Originally posted by Barry Pearson There will be "PEFs from K-1s" around. Will they be sufficient to decide how to perform high quality raw conversions in the new software, without being able to test by experimenting with a camera?
Uhmmm, what? Do you think those files go stale over time?
Quote: So now some features of DNG, including some DNG metadata values for a large range of cameras, are openly available. So in future software will be able to benefit from DNG metadata when processing non-DNG raw files for cameras supported by dcraw. Perhaps in future many people will use PEF in-camera and (perhaps unknowingly) end up with a raw conversion that relies on DNG metadata values.
That makes absolute zero sense whatsoever. I'll drop this discussion as it seems to be a repeat of incoherent statements.
Assuming the camera firmware is capable of generating DNG as well as PEF, both are 100% proprietary to Pentax and both contain metadata that existing Adobe software may not correctly interpret until it is updated. Assuming you take either the PEF and convert it on your computer to DNG, you will loose that proprietary metadata. Any DNG manipulated by software on your PC and restored will likely strip that same proprietary data.

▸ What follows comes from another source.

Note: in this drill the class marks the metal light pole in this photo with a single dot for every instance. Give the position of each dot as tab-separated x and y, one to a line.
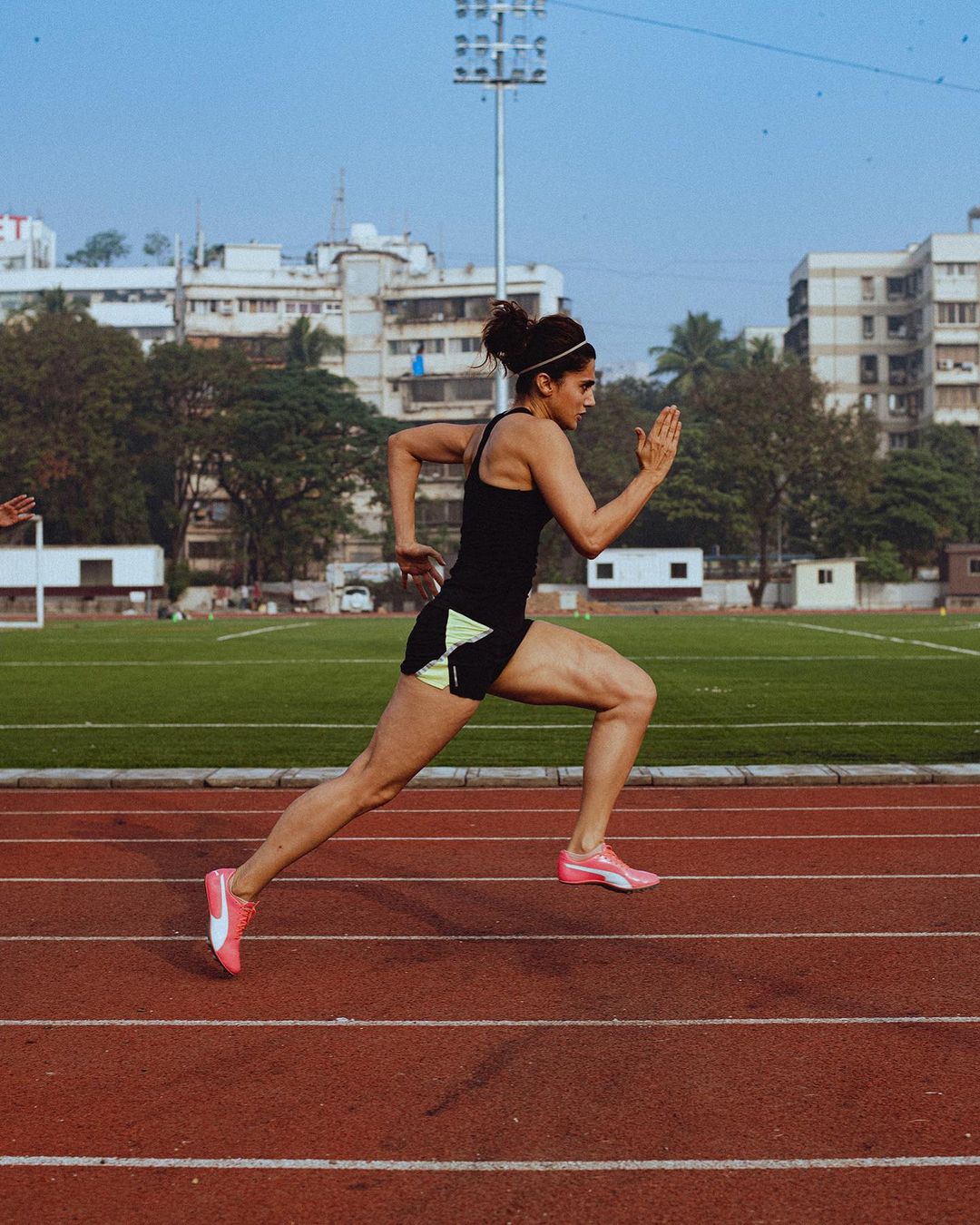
478	49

Given a Pentax camera which can use either PEF or DNG natively, both formats will contain hinting and (meta)data which is proprietary to a new camera model, neither format will be converted correctly by 3rd-party software (including Adobe's) until it is updated to take the new features into account notwithstanding the fact that Adobe software may be able to extract some image data early on (although even that has proven troublesome in the past). DNG as a format is no more "futureproof" than any other raw format in use today.
Heck, opensource software got to decoding pixelshift images (both DNG as well as PEF) way before Adobe ever did and still has PS movement detection which is miles ahead of ACR.